Learning from market prices by decision-makers in the real side of the economy affects informed investor trading behavior and financial market efficiency, which feedback to managers' decisions and real efficiency. Such a feedback loop provides some interesting results on what could be equilibrium outcomes in the financial markets. In this doctoral dissertation, I study the role managerial learning from financial market prices plays in various financial and economic settings.

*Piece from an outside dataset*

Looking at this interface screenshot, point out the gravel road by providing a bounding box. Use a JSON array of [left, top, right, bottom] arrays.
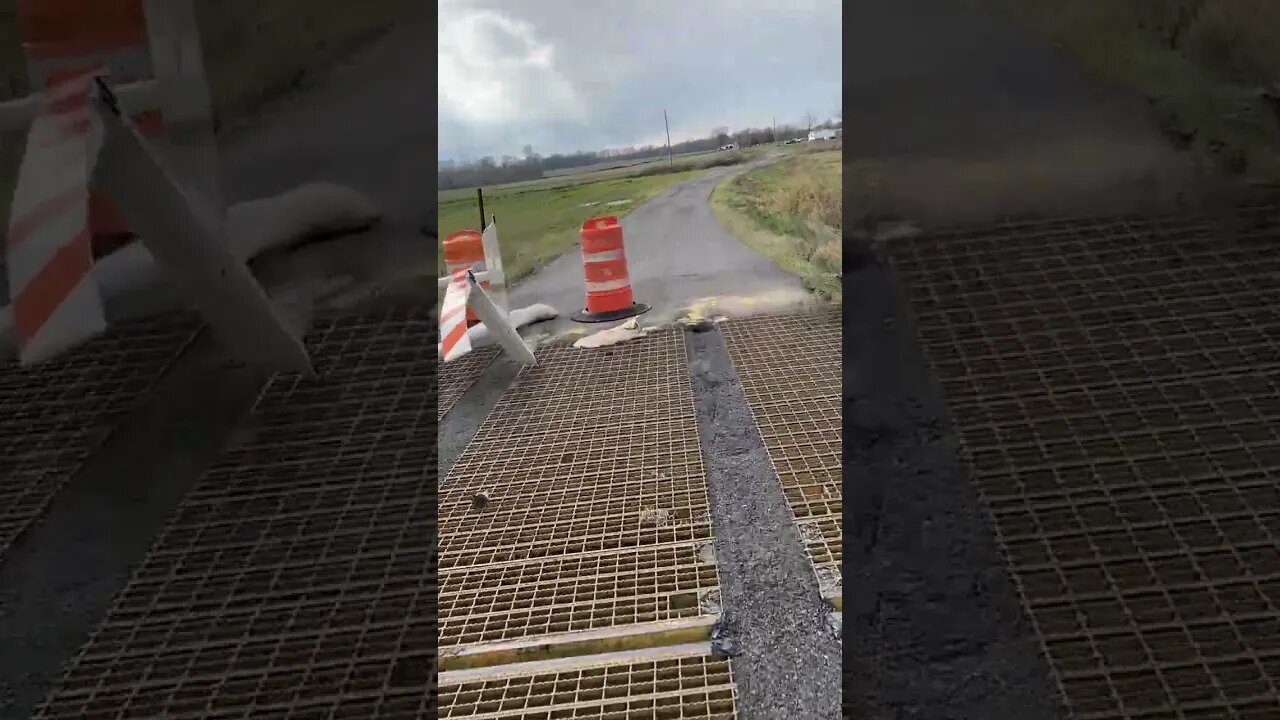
[[687, 328, 842, 719]]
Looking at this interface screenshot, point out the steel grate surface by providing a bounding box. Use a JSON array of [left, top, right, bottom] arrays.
[[439, 652, 736, 719], [440, 331, 720, 650], [719, 311, 842, 597], [889, 209, 1280, 720], [440, 347, 499, 418], [37, 303, 437, 720], [0, 311, 200, 556]]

Chapter 1 studies the dark pool effects on price discovery and real efficiency when firm managers who need to make production investment decisions learn information from financial market prices. A strategic informed investor trades on private information and chooses a trading venue between an exchange market and a dark pool. An uninformed noise investor randomly selects a trading venue and randomly trade. Managerial learning leads to wiser real decisions and results in higher firm value, which aggravates the buying profits and alleviates the short-selling profits of the informed investor. The magnitude of managerial learning effects and the execution risk of dark pool trading vary in the noise trading in the exchange market. As a result, the dark pool effects on informed investor trading venue choice, exchange market efficiency, and real efficiency all depend on the noise trading in the exchange market.

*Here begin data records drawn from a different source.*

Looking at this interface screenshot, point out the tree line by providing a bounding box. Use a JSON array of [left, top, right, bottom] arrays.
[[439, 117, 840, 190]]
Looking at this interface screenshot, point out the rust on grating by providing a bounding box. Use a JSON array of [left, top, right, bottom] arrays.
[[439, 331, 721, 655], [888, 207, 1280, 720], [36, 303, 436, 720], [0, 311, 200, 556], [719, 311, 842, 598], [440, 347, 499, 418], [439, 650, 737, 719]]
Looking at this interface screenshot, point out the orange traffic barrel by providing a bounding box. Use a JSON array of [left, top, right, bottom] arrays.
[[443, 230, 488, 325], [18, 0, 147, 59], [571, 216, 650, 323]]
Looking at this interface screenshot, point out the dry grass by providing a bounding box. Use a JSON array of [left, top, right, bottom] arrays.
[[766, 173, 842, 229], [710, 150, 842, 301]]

Chapter 2 investigates the dark pool effects on investor trading venue choice in a model featuring managerial learning from exchange market prices. The model is essentially the one studied in Chapter 1 with transaction cost in the exchange market and delay cost of the uninformed liquidity investor that make the uninformed liquidity investor trading venue choice endogenous. While the transaction cost and the delay cost affect the informed trading and liquidity trading in the exchange market, the dark pool does not divert investors away from the exchange market and thus does not affect the exchange market efficiency. However, the dark pool may initiate investors' coordination motives to trade in the dark pool whenever trading in the exchange market can not bring higher profits than choosing not to trade.

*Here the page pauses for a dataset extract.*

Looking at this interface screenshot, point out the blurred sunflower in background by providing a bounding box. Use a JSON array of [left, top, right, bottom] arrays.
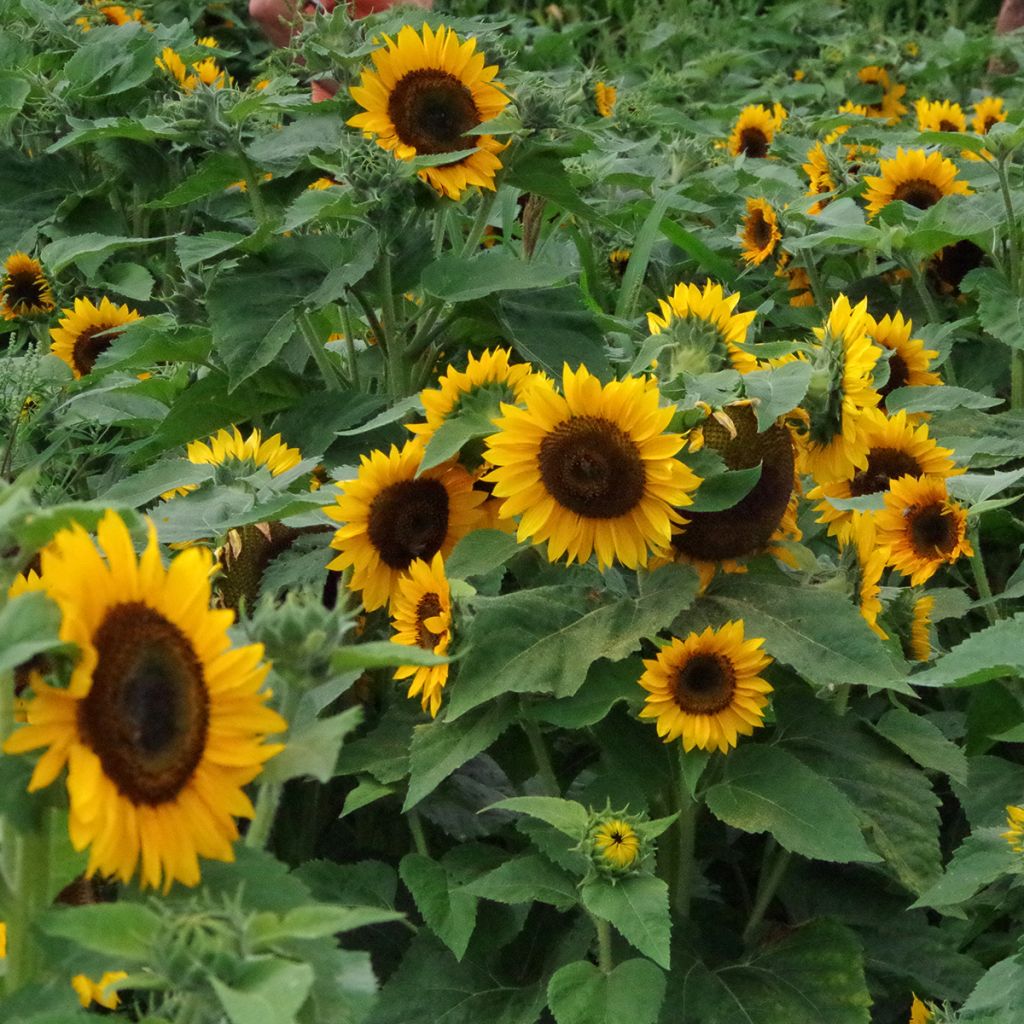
[[49, 296, 141, 378], [739, 198, 781, 265], [727, 103, 787, 158], [1, 252, 54, 320]]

Chapter 3 analyzes the interaction between secondary financial market efficiency and product market competition in an entry game. A potential entrant learns from an insider's trading in the stock market of a monopoly incumbent, such that the insider and the entrant have conflicting interests. Once the entrant enters, it competes with the incumbent in a Cournot duopoly setting and reduces the incumbent firm value. As a result, entrant learning causes ``buy-side'' limits to arbitrage. Depending on different entry barriers, transaction costs in the financial market may increase or decrease entry probability. The impact of transaction costs on the entry probability is also affected by economic and informational conditions that the insider faces. A policy of reducing entry barriers has non-monotonic effects on entry probability.